Once upon a time a comparatively small town of about 5,000 inhabitants was the scene of riots that saw 90 people killed. That town was Oxford and the occasion was the famous fracas known as the St Scholastica’s Day Riot of 1355.

For many centuries, rioting — including bloodshed, looting and burning — was so frequent that it seems that violence was perpetually simmering away just beneath the surface of Oxford’s schizophrenic Town and Gown personality. As early as 1209, for instance, two clerics of the University were hanged after a student had killed a woman, either intentionally or accidentally; and several of their colleagues — the begowned hoodies of their day — fled to Cambridge where another university may or may not have already been founded, in order to escape further revenge from townsmen.

In 1238, the papal legate was forced to flee to Wallingford from Osney, and his brother was killed, in a riot there; and more trouble erupted in 1248, 1263, and 1272, with death on both sides. But the Crown usually sided with Gown after each outbreak of violence, and gradually the authority of the University’s Chancellor became stronger and that of the town’s mayor proportionately weaker.

In 1290, the Mayor complained to Edward I of the Chancellor’s autocratic rule, but the king reaffirmed the University’s right to try all crimes in which students or academics were involved, except murder and mayhem.

In 1335, scholars again felt that Oxford was too hot for them, and many again fled away, this time to Stamford in Lincolnshire. But Edward III ordered them back and gave them further rights and privileges in the town. But among things left behind in Stamford was the door knocker of Brasenose College. It was not returned to Oxford until 1890 when the college bought the house in which it had hung for 550 years. Now the bronze knocker, with a grotesque face in its design, is kept safely in the great hall of the college.

The knocker was important in the context of riots since any suspected wrongdoer being chased during a ‘hue and cry’ could claim sanctuary by holding on to the knocker — the face of which acquired the brazen nose after which the college is now named.

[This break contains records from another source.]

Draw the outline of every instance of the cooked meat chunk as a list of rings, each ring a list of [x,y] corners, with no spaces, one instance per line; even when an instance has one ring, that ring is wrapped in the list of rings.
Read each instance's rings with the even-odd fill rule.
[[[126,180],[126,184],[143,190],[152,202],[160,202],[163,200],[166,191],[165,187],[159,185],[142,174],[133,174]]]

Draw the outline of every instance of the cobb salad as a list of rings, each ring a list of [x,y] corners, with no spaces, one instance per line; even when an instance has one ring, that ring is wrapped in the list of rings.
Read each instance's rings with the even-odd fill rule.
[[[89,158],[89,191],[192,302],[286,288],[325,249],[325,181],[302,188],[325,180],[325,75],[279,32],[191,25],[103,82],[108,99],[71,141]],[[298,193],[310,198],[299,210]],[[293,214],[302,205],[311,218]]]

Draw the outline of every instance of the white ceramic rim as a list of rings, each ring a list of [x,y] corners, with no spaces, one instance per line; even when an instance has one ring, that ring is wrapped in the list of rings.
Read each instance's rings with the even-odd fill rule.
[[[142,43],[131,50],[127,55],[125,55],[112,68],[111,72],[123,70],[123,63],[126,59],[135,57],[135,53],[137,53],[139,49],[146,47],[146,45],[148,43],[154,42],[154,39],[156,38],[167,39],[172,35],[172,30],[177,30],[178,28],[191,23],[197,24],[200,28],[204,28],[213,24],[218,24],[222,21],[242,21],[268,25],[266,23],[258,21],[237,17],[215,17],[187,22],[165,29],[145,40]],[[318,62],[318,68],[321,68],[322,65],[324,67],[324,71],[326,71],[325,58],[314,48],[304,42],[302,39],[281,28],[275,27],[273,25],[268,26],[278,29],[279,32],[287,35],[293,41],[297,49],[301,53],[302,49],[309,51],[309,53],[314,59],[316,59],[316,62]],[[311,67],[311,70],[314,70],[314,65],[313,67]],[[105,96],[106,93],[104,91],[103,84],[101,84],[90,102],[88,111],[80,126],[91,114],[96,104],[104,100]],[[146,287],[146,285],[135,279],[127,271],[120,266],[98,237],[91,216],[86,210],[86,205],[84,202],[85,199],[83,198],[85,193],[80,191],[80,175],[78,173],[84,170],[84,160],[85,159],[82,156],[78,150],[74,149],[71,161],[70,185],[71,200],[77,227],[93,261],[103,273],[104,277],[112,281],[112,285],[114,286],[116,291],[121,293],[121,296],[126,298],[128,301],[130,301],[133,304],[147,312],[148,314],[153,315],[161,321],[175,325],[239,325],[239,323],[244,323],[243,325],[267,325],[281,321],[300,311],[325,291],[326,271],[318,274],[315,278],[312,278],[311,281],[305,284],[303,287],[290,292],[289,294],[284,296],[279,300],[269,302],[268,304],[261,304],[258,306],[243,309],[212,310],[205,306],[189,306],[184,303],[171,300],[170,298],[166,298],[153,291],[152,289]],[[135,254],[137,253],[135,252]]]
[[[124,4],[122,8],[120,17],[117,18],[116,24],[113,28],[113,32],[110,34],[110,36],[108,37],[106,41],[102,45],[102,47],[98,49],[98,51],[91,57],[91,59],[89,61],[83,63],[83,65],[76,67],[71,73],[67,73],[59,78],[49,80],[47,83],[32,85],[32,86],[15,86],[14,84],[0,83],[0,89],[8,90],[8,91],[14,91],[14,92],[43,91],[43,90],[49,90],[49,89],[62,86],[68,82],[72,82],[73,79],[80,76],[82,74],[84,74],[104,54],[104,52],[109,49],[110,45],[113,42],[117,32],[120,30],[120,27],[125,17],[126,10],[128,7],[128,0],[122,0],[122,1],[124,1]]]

On the Gown side, resentment bubbled away about rents and the perceived high prices that tradesmen charged for food and (in particular) drink. Huge amounts of wine were at that time brought from Bordeaux, then an English possession, and in addition there were dozens of breweries in Oxford.

Drink sparked off the St Scholastica’s Day Riot that began on Tuesday, February 10, 1355, and continued for three days. Some students complained about the quality of the wine served at the Swyndlestock tavern, on the corner of Queen Street and St Aldates, and “snappish words” passed between them and the innkeeper — which ended with the students throwing the wine at the innkeeper’s head. In the scuffle that ensued the townsmen rang the bell of the town church of St Martin’s (at Carfax; now only the tower remains) to summon help, and the students rang the bell of the University church of St Mary to summon help on their side; and battle commenced. About 30 townsmen were killed and 63 gownsmen.

The mayor rode to Woodstock, where the king was residing, to seek his support, but to no avail. Indeed, the University’s privileges were extended. It was given powers to regulate the drink trade. Most humiliating of all, though, the Mayor and corporation were required to attend a mass at the University church every St Scholastica’s Day thereafter and to swear an oath to recognise the privileges of the University forever. They also had to pay the University 63 pence (5s 3d) each year, one penny for every scholar slain. The ritual continued until 1826 when the then Mayor simply refused to comply.

But that was by no means the end of town and gown riots in Oxford, which continued even into the 20th century, particularly on Guy Fawkes Night. In Cuthbert Bede’s 19th-century novel The Adventures of Verdant Green, students regarded St Scholastica’s Day as a splendid opportunity for a punch-up.